Antes mi madre me contaba historias del futuro. Lo que podría pasar si. Los relatos y el miedo preventivo forman parte de la educación. Hoy, como ayer, me cuenta historias del presente -novelas, los alimentos de la compra, agravios y felicidades- y también me relata con cierta frecuencia cuentos del pasado. Uno me estremece. Me lo corroboran mi marido y el escritor Carlos Castán. Los tres me describen un barrio -Cuatro Caminos, Estrecho, Tetuán- y sus cines: Montija, Europa, Lido, Carolina, Versalles, Tetuán, Cristal, Savoy... En Pacífico, en el otro extremo de Madrid, recuerdo haber ido con mi abuela a los programas dobles y la sesión continua del cine Granada, del Sevilla, del California. El cine era un elemento fundamental en el paisaje.



Hoy los cines se han reconvertido en gimnasios. O peor: en body building centers. O en iglesias adventistas.

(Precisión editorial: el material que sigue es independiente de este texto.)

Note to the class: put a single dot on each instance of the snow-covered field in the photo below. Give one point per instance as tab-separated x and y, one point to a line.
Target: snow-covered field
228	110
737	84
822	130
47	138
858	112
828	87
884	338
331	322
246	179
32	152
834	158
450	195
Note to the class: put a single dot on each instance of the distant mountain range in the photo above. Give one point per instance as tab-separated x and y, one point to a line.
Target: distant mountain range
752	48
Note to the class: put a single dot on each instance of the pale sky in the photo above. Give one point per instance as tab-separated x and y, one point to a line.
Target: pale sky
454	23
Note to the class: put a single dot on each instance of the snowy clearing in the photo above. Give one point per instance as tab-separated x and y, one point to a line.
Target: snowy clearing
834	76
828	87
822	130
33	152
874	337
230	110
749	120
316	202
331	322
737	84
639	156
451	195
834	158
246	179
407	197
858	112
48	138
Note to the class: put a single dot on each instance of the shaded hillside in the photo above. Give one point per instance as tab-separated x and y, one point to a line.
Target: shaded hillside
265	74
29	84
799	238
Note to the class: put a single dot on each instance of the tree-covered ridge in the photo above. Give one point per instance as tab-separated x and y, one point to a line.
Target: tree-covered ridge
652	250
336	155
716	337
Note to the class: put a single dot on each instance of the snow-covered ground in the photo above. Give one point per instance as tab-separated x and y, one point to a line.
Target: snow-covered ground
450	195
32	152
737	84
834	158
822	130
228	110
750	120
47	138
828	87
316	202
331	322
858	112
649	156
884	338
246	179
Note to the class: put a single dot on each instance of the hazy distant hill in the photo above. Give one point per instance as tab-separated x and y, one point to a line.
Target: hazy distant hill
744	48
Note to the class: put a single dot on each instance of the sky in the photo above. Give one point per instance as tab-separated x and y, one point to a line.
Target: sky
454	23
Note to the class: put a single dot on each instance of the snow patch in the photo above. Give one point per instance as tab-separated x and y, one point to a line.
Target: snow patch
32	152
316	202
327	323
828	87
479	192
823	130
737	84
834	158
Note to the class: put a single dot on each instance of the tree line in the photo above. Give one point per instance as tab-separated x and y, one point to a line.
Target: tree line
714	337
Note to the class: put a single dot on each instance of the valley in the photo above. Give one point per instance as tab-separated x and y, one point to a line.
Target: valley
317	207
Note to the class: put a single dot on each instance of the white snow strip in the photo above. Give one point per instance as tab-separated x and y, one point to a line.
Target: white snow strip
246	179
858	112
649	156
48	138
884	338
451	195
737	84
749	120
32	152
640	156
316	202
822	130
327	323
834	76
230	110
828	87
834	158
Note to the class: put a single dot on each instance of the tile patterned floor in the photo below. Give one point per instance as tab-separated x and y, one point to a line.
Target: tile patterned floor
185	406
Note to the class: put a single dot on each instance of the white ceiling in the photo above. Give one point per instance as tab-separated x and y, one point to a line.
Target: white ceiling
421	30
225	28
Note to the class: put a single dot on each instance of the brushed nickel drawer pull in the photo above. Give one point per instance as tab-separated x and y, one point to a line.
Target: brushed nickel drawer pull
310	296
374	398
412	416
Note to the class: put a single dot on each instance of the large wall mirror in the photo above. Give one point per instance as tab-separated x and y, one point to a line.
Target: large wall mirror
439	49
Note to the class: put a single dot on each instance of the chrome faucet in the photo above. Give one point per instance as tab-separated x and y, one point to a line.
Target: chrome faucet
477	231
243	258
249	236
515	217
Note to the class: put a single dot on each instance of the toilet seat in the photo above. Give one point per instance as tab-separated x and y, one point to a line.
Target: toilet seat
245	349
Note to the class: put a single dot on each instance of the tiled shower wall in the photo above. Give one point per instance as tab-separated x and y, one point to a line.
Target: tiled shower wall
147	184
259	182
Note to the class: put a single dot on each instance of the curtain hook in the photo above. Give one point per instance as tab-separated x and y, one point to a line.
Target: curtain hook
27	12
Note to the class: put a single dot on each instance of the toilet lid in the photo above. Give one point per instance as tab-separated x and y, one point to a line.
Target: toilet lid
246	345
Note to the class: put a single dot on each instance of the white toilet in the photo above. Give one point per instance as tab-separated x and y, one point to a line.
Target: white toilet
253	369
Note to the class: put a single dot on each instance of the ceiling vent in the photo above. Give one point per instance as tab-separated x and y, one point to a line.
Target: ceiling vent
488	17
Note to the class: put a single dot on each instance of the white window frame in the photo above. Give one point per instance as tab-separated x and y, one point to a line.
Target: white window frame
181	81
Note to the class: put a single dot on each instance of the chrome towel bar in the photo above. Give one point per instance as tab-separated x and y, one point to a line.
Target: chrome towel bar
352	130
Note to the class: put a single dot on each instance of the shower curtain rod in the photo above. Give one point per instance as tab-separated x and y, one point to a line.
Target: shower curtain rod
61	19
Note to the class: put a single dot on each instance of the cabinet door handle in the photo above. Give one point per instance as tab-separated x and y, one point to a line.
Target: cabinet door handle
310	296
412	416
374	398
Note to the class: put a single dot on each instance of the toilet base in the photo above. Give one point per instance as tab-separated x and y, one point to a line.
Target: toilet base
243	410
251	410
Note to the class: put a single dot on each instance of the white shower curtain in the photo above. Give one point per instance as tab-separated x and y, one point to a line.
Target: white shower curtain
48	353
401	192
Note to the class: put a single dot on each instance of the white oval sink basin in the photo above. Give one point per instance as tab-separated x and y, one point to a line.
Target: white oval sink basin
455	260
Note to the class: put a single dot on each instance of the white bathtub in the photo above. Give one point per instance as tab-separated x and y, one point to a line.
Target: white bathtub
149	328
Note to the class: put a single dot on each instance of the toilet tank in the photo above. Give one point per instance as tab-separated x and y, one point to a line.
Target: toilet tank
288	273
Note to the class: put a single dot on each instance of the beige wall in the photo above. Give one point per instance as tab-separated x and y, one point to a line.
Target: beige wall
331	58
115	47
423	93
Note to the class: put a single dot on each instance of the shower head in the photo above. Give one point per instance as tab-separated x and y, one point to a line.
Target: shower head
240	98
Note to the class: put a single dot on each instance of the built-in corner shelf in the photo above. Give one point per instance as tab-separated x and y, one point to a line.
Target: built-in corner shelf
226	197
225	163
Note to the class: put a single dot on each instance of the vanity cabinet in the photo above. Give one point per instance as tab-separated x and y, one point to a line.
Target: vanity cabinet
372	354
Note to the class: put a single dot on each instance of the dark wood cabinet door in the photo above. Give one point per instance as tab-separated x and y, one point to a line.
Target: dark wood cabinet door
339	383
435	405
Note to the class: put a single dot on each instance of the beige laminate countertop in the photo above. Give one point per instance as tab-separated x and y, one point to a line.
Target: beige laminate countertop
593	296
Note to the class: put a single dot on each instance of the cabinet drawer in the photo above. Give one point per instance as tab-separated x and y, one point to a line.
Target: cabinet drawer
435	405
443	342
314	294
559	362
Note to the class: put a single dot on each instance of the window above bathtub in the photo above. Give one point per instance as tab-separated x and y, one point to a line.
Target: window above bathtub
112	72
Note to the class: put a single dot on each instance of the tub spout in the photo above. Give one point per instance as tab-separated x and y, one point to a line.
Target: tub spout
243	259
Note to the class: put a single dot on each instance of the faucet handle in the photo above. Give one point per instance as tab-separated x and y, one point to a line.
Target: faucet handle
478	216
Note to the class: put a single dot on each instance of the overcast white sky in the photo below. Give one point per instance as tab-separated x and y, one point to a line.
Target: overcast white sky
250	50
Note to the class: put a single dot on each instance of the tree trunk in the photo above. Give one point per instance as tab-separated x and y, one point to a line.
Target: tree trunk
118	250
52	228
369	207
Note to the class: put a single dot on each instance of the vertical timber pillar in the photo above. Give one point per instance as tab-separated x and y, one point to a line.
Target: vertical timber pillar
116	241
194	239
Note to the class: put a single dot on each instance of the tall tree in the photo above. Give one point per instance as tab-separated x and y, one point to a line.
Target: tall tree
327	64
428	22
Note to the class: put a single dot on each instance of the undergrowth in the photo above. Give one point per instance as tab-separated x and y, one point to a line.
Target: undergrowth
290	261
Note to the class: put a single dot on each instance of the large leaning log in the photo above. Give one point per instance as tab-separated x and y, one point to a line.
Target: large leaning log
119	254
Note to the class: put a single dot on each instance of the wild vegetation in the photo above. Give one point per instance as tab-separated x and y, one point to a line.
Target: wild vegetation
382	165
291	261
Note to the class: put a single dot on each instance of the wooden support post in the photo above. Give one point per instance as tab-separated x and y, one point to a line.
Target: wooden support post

Soy partidaria de la gimnasia -hago flexiones en el cuarto de estar-, pero echo de menos la magnesia.



La metamorfosis del escenario urbano revela una transformación en nuestra cartografía mental y, a su vez, esta mutación se relaciona con nuestros hábitos de consumo, incluyendo el de la cultura consumible. En esta tachadura de los cines como espacios públicos; en esta extinción de las especies a las que les gustaba ver las películas de forma gregaria y en pantalla gigante; en el perdido aroma de los bocadillos de sardinas y en el sonido de los dientes que rompen las cáscaras de pipas en los cines de verano, celebro la aparición de cooperativas que levantan la verja de cines en Barcelona, Sevilla, Madrid, Santiago o Mallorca y solo espero que el espectáculo no se empijezca, sacralice o hipsterice. Seguimos necesitando compartir relatos. Además, mi madre no me anunció este apocalipsis y yo no me siento preparada.